L'été s'installe, les théâtres ferment un peu partout, direction la Russie! En ce mois de juillet aux températures idéales, Moscou s'avère une véritable fête pour le ballet. En l'espèce, le choix est vaste, jusqu'à l'indécence. S'il lui prend d'être lassé du Bolchoï, l'amateur de danse peut ainsi se diriger vers le Stanislavski, situé à seulement quelques encablures, dont la riche programmation offre une alternative tout à fait digne à celle de son prestigieux voisin. Dans son écrin bleu et blanc aux proportions plus modestes, ce théâtre, que dirigea un temps Serguei Filine, propose non seulement d'excellentes productions classiques, souvent uniques en leur genre, dont l'infiniment précieux Lac des cygnes de Bourmeister (que nous y avions vu en 2011), mais offre aussi, régulièrement, d'intéressantes entrées au répertoire. Ce fut le cas, dernièrement, pour trois ballets de Jerome Robbins, qu'y remontèrent les meilleurs spécialistes de la question. C'est du reste à l'occasion de cette première que purent se produire ensemble, pour la première fois à Moscou, Natalia Ossipova et Serguei Polounine, dont le partenariat (nous éviterons de parler ici du compagnonnage), engagé à il y a quelques mois à la Scala de Milan, semble amené à perdurer sur les scènes internationales.  

On peut dire, sans crainte d'exagérer, que leur Giselle, programmée quelques jours plus tard (en attendant les retrouvailles, dans ce même théâtre, de Natalia avec son ancien compagnon Ivan Vassiliev pour une nouvelle mouture de Solo for Two), a véritablement fait courir tout Moscou – et sans doute bien au-delà -, et ce, alors même que le Bolchoï jouait en parallèle sa dernière création, Un Héros de notre temps, à guichet fermé. La représentation est complète depuis des semaines (a-t-on jamais vu quelque part des places en vente pour cette représentation?), des chaises ont été rajoutées un peu partout dans les travées centrale ou latérales, les galeries sont envahies de détenteurs de magiques «laissez-passer» et l'on sent bien que le redoutable système D à la russe a fonctionné à plein pour accéder au précieux sésame. L'immense popularité des deux artistes – elle, l'enfant chéri du Bolchoï, lui, le bad boy dompté par Zelensky – est ici une réalité, que l'on éprouve lors des interminables ovations qui les accueillent ou en voyant, à l'issue du spectacle, les files de balletomanes massés sagement dans le foyer pour la traditionnelle séance d'autographes.

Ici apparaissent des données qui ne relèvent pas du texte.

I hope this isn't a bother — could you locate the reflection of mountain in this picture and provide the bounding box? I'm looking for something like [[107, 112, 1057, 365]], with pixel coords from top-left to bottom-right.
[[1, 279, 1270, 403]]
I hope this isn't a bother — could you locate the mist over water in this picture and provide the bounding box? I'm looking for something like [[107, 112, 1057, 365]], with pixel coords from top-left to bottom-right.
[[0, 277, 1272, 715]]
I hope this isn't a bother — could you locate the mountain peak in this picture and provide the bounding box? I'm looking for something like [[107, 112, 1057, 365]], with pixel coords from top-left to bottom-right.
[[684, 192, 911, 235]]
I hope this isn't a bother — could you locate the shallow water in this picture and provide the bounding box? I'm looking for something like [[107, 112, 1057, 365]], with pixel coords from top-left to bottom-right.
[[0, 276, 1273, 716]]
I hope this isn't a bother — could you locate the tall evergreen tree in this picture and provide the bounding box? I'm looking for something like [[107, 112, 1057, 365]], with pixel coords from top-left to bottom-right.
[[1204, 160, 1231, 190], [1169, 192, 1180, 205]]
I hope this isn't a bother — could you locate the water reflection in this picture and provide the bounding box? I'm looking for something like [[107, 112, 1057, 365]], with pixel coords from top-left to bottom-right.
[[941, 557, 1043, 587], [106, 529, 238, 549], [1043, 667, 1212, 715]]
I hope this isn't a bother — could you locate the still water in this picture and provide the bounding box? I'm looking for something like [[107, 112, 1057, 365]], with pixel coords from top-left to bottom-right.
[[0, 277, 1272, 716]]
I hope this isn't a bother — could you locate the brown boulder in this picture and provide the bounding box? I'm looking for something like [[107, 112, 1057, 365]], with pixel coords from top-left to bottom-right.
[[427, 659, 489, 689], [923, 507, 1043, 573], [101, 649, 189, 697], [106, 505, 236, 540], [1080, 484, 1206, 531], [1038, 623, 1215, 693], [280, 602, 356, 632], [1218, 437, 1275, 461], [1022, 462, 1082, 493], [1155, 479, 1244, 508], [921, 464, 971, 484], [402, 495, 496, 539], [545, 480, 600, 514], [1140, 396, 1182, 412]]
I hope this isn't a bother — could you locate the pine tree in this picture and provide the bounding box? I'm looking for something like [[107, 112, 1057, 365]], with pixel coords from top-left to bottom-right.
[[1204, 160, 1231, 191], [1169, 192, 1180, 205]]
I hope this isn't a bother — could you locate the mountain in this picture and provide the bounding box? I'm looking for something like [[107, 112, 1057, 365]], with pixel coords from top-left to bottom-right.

Le jeu de la débrouille en valait bien la chandelle – et peut-être pas pour les raisons que l'on croit. La Giselle du Stanislavski, montée par Tatiana Legat, aux ensembles paysans très joliment chorégraphiés, est un petit bijou de cohérence narrative, qui tranche avec les productions du Bolchoï - Grigorovitch ou Vassiliev -, d'où d'importantes parties mimées ont été malheureusement éliminées. L'inspiration très Kirov de l'ensemble est notamment sensible dans le Pas de deux des Paysans - qu'on a coutume d'appeler Pas de deux classique -, qui comporte une variation féminine bondissante, sur une musique oubliée de la version parisienne actuelle. Comme au Mariinsky également, le personnage d'Hilarion porte le prénom germanisé de Hans. Les décors, dans la plus pure tradition du pittoresque romantique, et certains costumes au satiné un peu cheap - ceux des nobles à l'acte I -, font bien sûr comprendre que les moyens financiers ne sont pas tout à fait ceux du Bolchoï ou du Mariinsky, mais ce n'est guère gênant eu égard à la qualité de danse proposée.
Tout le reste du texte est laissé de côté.